A wish for all comes from the most eminent Pan- Africanist, Dr Tajudeen Abdul-Raheem, the General-Secretary of the Global Pan African Movement (Kampala, Uganda) and Director of Justice Africa (London, United Kingdom):

In less than 48 hours it will be the beginning of another year, 2005. It is customary to look back at the outgoing year and also speculate about the coming one. Many habitually make New Year resolutions most of which are often broken in the first seconds of the year while others remain unfulfilled in the course of the year. The fact that they had made many in preceding years without fulfilling them never deter people from making new ones. That just shows us how old habits die hard but also how human beings remain hopeful about the future even if sometimes it is hoping against hope! Hope keeps us going. To paraphrase Martin Luther King Jr, faith may not move mountains but it may give us the courage to climb it. Therefore my motto for the New Year in Africa  is to continue to adhere to that hopeful line made most popular by the foremost of  Dr king's political heirs, the  Rev. Jesse Jackson: 'keep Hope alive'.

In Africa (and sadly much of the world)  the outgoing year may not have given us much to be
hopeful about the coming year but then we are often too critical of ourselves. We concentrate too much on the half emptiness of a half filled glass.
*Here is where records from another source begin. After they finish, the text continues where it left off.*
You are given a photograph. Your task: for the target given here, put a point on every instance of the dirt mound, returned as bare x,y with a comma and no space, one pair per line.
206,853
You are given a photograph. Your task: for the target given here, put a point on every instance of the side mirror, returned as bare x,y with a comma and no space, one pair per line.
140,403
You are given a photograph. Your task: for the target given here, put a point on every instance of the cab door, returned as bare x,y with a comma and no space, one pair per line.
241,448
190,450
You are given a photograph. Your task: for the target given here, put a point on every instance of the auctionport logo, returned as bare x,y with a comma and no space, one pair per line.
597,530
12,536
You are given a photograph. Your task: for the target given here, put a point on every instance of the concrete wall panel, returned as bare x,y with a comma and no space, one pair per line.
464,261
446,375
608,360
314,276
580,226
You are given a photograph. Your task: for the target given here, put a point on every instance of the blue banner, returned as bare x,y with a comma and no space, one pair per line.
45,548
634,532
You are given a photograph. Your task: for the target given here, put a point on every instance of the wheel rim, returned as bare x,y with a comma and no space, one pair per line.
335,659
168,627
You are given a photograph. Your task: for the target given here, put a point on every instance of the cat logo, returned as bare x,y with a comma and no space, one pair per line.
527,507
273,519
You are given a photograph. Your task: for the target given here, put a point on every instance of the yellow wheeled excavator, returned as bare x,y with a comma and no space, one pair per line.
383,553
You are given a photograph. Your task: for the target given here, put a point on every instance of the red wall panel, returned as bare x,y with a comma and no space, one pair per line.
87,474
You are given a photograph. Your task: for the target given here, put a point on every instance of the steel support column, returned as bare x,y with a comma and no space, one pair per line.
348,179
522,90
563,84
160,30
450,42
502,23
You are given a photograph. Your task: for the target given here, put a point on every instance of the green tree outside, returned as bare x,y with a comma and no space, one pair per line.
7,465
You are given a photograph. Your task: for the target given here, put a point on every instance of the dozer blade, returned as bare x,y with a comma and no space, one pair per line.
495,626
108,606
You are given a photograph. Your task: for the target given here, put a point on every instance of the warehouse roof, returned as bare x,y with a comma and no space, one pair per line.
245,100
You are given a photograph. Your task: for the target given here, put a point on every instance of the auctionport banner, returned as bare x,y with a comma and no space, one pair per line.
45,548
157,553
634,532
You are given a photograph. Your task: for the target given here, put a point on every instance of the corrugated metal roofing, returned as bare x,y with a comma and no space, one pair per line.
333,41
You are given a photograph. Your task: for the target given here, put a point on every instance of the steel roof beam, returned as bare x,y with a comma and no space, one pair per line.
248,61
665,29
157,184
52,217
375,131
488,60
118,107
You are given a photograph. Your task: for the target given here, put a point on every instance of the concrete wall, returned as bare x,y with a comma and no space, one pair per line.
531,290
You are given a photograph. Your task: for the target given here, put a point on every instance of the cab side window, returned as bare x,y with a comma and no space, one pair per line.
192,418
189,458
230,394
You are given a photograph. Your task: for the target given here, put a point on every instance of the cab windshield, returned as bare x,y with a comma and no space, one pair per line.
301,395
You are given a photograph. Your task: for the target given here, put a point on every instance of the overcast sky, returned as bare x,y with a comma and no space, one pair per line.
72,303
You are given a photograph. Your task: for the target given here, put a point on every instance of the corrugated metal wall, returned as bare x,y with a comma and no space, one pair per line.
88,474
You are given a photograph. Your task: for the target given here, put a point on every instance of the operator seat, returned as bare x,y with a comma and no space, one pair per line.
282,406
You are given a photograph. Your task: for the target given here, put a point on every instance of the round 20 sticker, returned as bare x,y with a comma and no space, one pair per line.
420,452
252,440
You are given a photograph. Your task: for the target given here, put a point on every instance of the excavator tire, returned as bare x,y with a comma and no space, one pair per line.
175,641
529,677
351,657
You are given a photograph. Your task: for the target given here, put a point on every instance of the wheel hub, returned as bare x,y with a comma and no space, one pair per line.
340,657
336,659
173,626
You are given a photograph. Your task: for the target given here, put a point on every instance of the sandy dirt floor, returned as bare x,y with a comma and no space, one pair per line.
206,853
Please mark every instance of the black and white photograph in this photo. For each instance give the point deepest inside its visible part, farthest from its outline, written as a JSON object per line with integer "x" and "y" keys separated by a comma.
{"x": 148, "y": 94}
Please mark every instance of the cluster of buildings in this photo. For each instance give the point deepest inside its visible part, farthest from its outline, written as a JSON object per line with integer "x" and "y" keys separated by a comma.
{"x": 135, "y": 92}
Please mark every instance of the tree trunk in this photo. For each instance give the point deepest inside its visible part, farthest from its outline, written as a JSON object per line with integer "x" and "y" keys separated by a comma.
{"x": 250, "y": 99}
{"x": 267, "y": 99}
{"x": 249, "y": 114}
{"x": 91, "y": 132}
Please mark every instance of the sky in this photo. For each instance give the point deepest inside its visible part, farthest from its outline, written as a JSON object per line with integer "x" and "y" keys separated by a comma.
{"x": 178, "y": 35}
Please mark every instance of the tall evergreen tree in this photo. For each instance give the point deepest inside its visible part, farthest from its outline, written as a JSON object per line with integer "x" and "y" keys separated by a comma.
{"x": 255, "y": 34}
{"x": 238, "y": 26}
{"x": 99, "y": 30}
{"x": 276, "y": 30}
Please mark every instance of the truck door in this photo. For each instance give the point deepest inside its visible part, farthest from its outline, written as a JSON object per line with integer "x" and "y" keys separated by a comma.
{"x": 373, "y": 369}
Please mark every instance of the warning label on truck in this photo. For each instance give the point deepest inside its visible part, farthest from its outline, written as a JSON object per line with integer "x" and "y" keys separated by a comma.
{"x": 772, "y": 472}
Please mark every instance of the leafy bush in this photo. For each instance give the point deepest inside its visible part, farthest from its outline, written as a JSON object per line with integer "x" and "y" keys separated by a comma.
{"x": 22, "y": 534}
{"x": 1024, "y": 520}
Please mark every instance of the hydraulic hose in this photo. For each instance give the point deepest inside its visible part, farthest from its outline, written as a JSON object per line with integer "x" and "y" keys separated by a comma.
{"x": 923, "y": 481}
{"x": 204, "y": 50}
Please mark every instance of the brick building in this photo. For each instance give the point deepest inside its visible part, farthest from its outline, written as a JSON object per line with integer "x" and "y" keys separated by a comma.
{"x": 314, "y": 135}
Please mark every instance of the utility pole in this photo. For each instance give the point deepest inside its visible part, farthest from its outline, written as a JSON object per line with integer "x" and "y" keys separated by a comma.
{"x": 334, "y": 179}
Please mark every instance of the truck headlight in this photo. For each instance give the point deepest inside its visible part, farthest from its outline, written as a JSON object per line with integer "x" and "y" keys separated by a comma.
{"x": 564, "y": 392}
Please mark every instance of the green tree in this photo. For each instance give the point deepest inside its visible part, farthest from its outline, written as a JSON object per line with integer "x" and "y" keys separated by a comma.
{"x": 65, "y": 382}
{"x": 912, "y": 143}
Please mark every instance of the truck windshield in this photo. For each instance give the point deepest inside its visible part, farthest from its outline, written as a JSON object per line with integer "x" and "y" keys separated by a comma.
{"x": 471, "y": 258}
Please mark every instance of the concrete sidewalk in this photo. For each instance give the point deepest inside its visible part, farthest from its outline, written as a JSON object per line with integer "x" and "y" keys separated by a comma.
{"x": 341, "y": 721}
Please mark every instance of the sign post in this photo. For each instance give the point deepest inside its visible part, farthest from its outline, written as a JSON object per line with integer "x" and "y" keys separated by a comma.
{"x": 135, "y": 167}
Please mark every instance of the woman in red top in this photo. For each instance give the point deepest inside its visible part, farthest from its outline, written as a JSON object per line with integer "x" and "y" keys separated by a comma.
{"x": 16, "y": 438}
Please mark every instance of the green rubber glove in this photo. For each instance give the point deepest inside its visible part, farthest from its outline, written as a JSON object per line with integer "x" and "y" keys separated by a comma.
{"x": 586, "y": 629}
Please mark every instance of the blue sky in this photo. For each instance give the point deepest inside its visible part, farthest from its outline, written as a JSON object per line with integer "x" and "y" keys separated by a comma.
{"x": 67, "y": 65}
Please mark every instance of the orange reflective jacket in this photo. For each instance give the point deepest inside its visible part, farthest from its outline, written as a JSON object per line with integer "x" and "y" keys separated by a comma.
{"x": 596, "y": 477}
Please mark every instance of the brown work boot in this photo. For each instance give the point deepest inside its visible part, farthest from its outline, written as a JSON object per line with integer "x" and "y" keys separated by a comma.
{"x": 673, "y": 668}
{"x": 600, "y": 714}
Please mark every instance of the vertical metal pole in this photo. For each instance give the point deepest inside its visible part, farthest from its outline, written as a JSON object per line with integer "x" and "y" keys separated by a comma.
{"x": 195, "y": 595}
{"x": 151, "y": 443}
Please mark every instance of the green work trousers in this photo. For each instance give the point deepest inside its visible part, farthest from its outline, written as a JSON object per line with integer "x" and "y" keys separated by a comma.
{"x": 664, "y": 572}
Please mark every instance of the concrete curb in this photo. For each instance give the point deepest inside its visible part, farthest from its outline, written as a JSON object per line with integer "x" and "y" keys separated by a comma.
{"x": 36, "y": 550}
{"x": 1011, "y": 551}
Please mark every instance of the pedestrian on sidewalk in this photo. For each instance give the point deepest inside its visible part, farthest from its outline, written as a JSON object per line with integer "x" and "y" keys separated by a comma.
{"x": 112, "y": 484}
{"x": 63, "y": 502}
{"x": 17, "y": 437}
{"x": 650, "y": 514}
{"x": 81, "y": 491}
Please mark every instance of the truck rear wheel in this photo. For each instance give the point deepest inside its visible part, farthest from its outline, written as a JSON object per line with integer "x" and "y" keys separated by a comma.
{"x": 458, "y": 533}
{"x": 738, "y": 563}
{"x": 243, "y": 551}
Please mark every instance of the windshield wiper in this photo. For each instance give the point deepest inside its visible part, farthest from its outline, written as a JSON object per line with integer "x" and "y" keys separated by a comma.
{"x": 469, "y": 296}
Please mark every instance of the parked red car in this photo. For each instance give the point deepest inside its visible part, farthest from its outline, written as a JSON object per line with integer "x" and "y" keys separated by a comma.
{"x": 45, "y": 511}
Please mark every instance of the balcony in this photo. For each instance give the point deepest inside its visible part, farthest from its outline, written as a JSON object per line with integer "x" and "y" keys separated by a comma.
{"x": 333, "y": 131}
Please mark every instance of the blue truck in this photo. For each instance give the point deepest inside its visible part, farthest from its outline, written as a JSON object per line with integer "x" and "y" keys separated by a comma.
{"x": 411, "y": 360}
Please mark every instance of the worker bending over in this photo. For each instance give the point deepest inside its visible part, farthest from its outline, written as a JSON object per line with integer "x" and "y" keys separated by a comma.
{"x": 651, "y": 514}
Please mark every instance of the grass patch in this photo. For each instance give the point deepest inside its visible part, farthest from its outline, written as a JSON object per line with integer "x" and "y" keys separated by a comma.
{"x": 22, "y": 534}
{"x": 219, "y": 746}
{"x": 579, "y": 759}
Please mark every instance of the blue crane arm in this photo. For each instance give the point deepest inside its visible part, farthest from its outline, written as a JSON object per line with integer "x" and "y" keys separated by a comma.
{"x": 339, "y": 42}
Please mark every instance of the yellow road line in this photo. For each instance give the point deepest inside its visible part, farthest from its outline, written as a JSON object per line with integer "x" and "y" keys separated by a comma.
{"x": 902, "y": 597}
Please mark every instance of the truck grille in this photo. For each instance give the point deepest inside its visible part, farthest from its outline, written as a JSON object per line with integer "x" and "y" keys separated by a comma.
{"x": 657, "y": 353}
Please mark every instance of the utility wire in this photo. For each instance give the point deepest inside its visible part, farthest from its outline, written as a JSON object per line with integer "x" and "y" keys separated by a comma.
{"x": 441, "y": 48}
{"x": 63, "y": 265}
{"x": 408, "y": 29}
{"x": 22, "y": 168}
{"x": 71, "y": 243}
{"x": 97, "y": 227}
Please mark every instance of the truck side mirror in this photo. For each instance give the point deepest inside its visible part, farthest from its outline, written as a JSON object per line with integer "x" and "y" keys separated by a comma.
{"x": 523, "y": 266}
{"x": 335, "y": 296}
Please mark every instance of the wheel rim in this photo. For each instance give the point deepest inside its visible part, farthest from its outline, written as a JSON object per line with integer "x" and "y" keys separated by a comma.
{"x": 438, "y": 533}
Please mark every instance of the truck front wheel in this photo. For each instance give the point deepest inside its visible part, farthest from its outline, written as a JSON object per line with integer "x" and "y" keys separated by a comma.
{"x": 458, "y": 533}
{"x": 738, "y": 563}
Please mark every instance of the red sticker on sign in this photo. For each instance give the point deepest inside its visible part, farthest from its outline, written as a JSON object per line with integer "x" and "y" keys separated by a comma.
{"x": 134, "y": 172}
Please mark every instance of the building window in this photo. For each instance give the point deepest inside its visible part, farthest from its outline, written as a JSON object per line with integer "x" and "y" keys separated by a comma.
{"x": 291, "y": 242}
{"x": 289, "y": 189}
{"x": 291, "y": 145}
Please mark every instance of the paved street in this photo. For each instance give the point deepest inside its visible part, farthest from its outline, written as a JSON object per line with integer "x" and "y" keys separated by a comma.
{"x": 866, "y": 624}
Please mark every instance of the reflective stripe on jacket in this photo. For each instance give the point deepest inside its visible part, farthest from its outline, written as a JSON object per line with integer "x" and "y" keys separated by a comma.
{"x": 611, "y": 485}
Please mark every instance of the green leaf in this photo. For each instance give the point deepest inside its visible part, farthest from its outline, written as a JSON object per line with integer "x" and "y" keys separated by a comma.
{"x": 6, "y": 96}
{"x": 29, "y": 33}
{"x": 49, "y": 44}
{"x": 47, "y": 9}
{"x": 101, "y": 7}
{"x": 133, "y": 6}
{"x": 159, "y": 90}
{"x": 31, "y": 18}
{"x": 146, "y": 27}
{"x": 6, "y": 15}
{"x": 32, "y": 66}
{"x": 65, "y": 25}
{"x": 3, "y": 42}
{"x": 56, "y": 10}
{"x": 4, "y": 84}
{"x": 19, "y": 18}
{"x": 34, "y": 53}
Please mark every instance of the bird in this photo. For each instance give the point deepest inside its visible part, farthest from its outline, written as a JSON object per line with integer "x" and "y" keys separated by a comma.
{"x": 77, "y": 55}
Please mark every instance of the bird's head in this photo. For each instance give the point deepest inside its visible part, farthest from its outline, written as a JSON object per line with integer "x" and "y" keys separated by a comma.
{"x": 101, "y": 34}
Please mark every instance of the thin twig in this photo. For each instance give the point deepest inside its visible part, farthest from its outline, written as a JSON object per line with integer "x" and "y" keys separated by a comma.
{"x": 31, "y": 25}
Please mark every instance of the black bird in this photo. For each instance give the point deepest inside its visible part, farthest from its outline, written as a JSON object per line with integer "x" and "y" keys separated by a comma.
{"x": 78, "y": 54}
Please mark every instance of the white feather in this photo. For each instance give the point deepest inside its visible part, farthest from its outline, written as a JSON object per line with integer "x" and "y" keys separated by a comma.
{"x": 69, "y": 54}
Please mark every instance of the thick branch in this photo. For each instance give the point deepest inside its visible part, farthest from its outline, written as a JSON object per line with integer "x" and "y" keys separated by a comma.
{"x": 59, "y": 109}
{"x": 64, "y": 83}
That psychological hang up on the negative side of things have made many of us vulnerable to Afro Pessimism believing the gloom and doom that surround us are there to stay whatever we do. Many Africans will even argue that 'it is our fate'.
An old friend of mine once justified this fatalism by challenging me to look around from the Tamils of Srilanka to the Aborigines of Australia, to the lot of Black peoples whether in the Americas or Europe or across Africa itself and explain to him why Africans or people of African origin or people who are black, are disproportionately represented among victims of oppression, the desperately poor, the underclass and the marginalised. My spirited attempt to convince this gentleman that there are poor (many billions of them across the world) and marginalised peoples of every colour, creed, and gender and in all countries and all continents did not persuade him. As far as he could see the darker you are anywhere in the world the worse it becomes whether in Brazil or Sudan!

The empirical, anecdotal and popular evidence support my friend's case even if they do not offer us any explanations. The most brutal of these realities must be the fact that the majority of Africans on the African continent where we are the absolute majority remain desperately poor
while inhabiting one of the richest continents on Earth. This harvest of doom from natural boom and little from plenty makes it very difficult to challenge the superficiality of many Afro pessimists. How can one explain this sad reality without becoming apologist to the status quo! If we are victims in countries where we are minorities while it is unacceptable it may be understandable. But why are we still victims in countries where we are the majority and supposedly people like us are the ones running the show? What have we done to deserve a succession of leaders who prefer to see us perpetually on bended knees and laid prostate?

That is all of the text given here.